My first question is about the nature of the isomorphism $f$. Obviously $f$ is order-preserving, but is it operation-preserving? Does there exist an operation $\#$ on $(-1,1)$ such that $f(x_1)\#f(x_2)=f(x_1+x_2)$? or $\ast$ such that $f(x_1)\ast f(x_2)=f(x_1\cdot x_2)$?

Also, my second question: In layman's terms, two sets that are "isomorphic" are "essentially the same." That is, you could treat both sets as the same set, except that maybe the elements have different names*. I don't see how this is possible, since $(-1,1)$ has a least upper bound, whereas $\mathbb{R}$ does not have a least upper bound. $\mathbb{R}$ and $(-1,1)$ don't "look" the same. All the other isomorphic sets I can think of "look" (structurally) the same.

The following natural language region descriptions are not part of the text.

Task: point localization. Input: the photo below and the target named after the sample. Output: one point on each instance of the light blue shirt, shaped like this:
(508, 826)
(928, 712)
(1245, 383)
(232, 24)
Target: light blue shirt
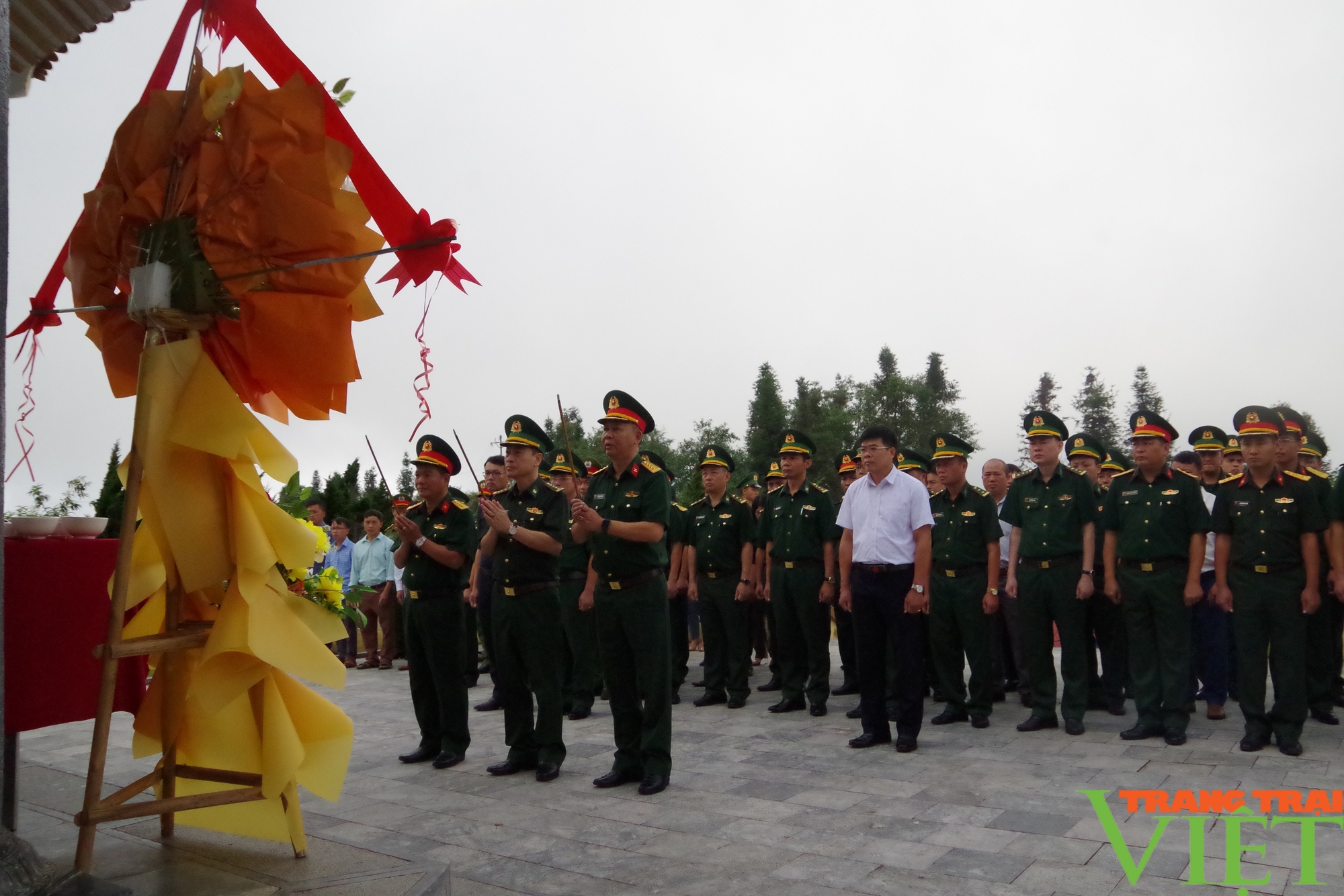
(373, 562)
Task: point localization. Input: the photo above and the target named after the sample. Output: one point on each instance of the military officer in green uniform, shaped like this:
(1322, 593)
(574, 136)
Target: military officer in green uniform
(623, 518)
(964, 585)
(1052, 511)
(581, 675)
(674, 537)
(720, 550)
(437, 545)
(1267, 568)
(1155, 525)
(528, 525)
(799, 533)
(849, 472)
(1105, 624)
(1322, 627)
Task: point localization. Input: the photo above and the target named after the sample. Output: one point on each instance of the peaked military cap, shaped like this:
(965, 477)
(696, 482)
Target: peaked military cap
(1146, 424)
(622, 406)
(1044, 424)
(560, 461)
(717, 456)
(1292, 420)
(1257, 420)
(1314, 444)
(525, 431)
(1085, 445)
(908, 460)
(798, 441)
(1208, 439)
(657, 460)
(1116, 463)
(440, 453)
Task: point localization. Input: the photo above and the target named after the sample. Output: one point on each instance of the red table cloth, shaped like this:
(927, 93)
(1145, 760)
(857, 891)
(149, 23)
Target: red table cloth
(56, 612)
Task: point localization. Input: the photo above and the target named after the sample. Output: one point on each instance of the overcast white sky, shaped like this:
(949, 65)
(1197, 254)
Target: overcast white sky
(643, 189)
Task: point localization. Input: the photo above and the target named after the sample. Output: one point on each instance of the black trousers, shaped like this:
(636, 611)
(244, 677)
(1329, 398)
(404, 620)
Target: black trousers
(881, 619)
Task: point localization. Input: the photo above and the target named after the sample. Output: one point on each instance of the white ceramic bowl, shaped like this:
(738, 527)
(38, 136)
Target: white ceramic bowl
(33, 527)
(81, 527)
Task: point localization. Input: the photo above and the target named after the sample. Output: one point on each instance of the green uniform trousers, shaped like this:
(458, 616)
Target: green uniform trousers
(960, 628)
(529, 645)
(635, 645)
(1048, 597)
(728, 641)
(803, 627)
(1268, 619)
(583, 672)
(1158, 628)
(439, 691)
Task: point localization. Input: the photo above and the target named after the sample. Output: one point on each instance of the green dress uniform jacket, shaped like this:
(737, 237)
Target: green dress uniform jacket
(632, 617)
(796, 527)
(435, 624)
(964, 527)
(1154, 525)
(1267, 578)
(529, 633)
(1052, 518)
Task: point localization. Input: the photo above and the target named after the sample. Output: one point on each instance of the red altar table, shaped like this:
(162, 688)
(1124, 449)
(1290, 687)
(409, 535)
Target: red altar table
(56, 612)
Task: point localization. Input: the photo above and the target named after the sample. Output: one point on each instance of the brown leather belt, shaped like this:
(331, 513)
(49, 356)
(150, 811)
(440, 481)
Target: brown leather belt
(619, 585)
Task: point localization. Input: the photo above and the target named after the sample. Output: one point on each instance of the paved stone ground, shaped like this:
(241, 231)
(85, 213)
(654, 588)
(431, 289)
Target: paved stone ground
(759, 805)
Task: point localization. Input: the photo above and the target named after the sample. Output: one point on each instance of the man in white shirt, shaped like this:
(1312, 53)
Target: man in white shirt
(885, 555)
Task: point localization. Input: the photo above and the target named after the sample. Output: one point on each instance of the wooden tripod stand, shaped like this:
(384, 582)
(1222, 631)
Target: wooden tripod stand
(175, 639)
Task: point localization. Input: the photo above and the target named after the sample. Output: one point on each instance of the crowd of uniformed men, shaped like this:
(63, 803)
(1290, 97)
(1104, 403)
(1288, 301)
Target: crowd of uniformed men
(1193, 577)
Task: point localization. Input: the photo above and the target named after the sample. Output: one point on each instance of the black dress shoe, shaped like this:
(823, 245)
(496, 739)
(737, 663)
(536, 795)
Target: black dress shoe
(447, 760)
(654, 785)
(616, 778)
(870, 741)
(510, 768)
(948, 717)
(420, 754)
(1255, 742)
(790, 706)
(1142, 733)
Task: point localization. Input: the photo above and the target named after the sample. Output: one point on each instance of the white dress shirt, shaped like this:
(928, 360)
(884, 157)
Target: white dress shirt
(884, 518)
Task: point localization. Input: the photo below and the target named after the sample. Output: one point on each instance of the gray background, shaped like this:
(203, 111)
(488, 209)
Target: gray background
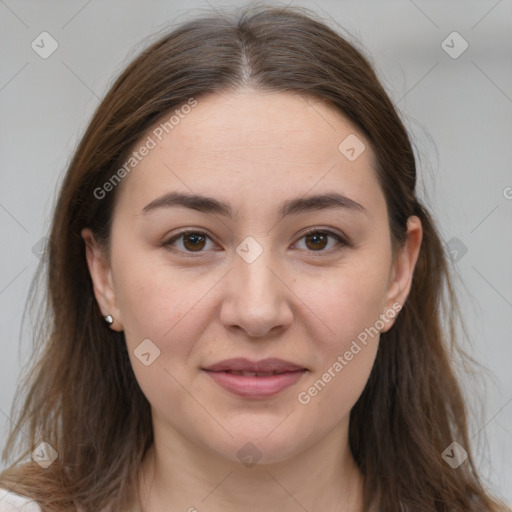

*The sets $\left\{\text{one},\text{two},\text{three}\right\}$ and $\left\{\textit{uno},\textit{dos},\textit{tres}\right\}$ are order- and operation-isomorphic.

EDIT: I just discovered that the function $f(x)$ is exactly $\tanh(x)$.

Answer 1

You just defined $\#$ and $*$ in terms of $f$. Namely, the operations: $$a\# b=f\left(f^{-1}(a)+f^{-1}(b)\right)\\a*b=f\left(f^{-1}(a)\cdot f^{-1}(b)\right)$$

Obviously $f$ respects these operations, and it's not easy to see that they are unique. Furthermore $(0,1)$ with $\#$ and $*$ forms a field, which is isomorphic to $\mathbb R$ via $f$. This is also known as transport of structure.

As for your second question, note that internally $(0,1)$ does not have an upper bound. If two structures are isomorphic this means that you can treat them as the same structure, up to replacing the elements. So only things which are internally definable from this structure should be relevant.

Note that as topological spaces $(0,1)$ and $\mathbb R$ are the same, but as metric spaces they are not isomorphic because $(0,1)$ has a finite width and $\mathbb R$ not. You can't use everything you know about the particular set, but rather the things which are preserved by the isomorphism.